In the last line '16' is my batch size and the '48' is exactly batch_size * num_prediction_head_outputs
(tested this with different batch sizes and label lists). I came to my limits when trying to debug your code for the training and loss calculation process and was wondering if you could help me find a solution. Is farm suitable to do multilabel with textpair? I would like to contribute and make this use case more accessible, but currently I do not know where to start looking for a fix. Maybe you have an idea?
Any help would be appreciated :)
Hi @DieseKartoffel The data format looks good to me (and it is the same as in our multilabel classification example: https://github.com/deepset-ai/FARM/blob/master/examples/doc_classification_multilabel.py except for the additional text_b input). Are you providing label_list = ["0","1","2"]
to the TextClassificationProcessor
? I will try to reproduce the error message on my side.
Hey Julian thank you for looking into this. Yes I tried to work close to your examples for debugging :-)
I made sure to use the correct labels, and if a label from the dataset is not part of label_list
, farm will already output a useful error and not start the training.
I also tried it with different labels and prepared corresponding datasets. For example I tried batch size 10 with label_list=["a","b","c","d","e"]

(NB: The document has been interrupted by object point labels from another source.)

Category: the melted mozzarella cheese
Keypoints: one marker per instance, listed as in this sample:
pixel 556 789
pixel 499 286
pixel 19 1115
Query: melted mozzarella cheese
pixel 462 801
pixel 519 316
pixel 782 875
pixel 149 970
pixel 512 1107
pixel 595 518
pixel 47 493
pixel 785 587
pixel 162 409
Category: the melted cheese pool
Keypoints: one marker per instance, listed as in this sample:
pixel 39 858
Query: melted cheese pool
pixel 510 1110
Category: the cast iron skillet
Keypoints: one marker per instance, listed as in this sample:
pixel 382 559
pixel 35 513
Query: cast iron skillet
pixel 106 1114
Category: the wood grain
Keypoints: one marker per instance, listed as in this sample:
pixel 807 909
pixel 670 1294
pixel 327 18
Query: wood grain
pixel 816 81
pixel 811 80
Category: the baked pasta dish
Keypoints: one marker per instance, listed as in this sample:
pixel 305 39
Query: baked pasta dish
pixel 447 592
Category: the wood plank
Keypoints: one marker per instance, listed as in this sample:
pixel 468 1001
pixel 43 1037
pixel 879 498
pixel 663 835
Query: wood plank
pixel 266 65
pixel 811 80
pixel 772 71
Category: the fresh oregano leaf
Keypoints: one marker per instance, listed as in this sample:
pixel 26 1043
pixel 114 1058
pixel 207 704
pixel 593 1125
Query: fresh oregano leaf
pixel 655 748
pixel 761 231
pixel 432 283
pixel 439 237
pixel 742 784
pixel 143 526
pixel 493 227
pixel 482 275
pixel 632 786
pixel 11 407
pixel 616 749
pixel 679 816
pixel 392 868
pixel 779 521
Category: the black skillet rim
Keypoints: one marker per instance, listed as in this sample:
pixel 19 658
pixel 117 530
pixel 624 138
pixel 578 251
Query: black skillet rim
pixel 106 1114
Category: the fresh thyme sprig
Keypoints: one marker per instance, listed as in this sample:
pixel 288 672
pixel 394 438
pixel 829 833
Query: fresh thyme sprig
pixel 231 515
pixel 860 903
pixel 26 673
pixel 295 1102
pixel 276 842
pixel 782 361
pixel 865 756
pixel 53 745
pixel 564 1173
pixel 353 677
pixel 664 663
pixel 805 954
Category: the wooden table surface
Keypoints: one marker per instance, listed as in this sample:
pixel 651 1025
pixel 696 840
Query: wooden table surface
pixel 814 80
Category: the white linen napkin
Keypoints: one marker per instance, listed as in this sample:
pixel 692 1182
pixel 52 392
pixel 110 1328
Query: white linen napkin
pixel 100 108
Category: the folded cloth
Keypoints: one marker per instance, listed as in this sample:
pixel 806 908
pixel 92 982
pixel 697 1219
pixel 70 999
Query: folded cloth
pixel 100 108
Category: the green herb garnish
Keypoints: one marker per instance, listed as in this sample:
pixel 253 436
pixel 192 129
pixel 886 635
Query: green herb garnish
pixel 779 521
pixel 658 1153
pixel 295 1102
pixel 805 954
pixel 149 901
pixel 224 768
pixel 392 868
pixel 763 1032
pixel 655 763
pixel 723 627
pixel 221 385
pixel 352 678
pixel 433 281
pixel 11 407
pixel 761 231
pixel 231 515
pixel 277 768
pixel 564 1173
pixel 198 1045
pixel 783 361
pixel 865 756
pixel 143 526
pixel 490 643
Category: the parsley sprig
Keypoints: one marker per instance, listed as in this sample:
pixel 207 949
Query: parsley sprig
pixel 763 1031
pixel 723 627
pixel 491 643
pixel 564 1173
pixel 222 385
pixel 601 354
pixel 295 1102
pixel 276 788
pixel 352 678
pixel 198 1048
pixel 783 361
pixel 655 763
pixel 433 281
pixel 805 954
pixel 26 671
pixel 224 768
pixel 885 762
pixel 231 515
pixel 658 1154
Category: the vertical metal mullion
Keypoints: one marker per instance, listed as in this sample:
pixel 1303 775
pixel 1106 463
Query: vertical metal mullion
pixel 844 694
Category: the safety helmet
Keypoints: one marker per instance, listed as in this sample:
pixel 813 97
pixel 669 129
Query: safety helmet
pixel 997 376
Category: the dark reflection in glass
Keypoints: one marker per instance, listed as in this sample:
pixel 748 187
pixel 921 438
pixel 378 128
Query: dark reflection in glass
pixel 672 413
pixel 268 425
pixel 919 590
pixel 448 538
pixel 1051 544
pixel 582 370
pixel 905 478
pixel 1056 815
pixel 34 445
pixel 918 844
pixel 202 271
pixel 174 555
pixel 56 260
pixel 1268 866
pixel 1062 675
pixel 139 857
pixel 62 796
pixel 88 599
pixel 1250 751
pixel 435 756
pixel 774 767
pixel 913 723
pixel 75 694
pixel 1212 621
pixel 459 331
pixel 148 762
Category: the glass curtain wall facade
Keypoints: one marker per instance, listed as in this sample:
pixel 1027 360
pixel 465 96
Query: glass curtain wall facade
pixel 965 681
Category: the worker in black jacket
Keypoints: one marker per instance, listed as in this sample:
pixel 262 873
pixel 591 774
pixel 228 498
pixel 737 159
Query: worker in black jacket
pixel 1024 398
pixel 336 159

and got ValueError: Expected input batch_size (10) to match target batch_size (50)
.
So far, I could not replicate the error. Could you maybe share some code and a small data example? What I did so far is the following:
- I took the https://github.com/deepset-ai/FARM/blob/master/examples/doc_classification_multilabel.py example
- Replaced TextClassificationProcessor with TextPairClassificationProcessor
- Changed the
basic_texts
variable to contain pairs of texts by copyingtext
value totext_b
value - Added a
text_b
column to thetrain.tsv
andval.tsv
dataset that contains the same text as columntext
basic_texts = [
{"text": ("You ... ...", "You ... ...")},
{"text": ("What a lovely world", "What a lovely world")},
]
The output that I get is the following:
[{'task': 'text_classification', 'predictions': [{'start': None, 'end': None, 'context': "('You ... ...', 'You ... ...')", 'label': "['toxic', 'obscene', 'insult']", 'probability': array([0.93692017, 0.19396962, 0.8908834 , 0.10999262, 0.8351795 ,
0.2840815 ], dtype=float32)}, {'start': None, 'end': None, 'context': "('What a lovely world', 'What a lovely world')", 'label': '[]', 'probability': array([0.371408 , 0.00837683, 0.1528986 , 0.00711144, 0.16077891,
0.01845325], dtype=float32)}]}]
I was able to get it working by reproducing your approach step by step. I then compared the code to my project and found that I was using the wrong prediction head... Very easy solution which I should have spotted from the start... Thank you very much for your help!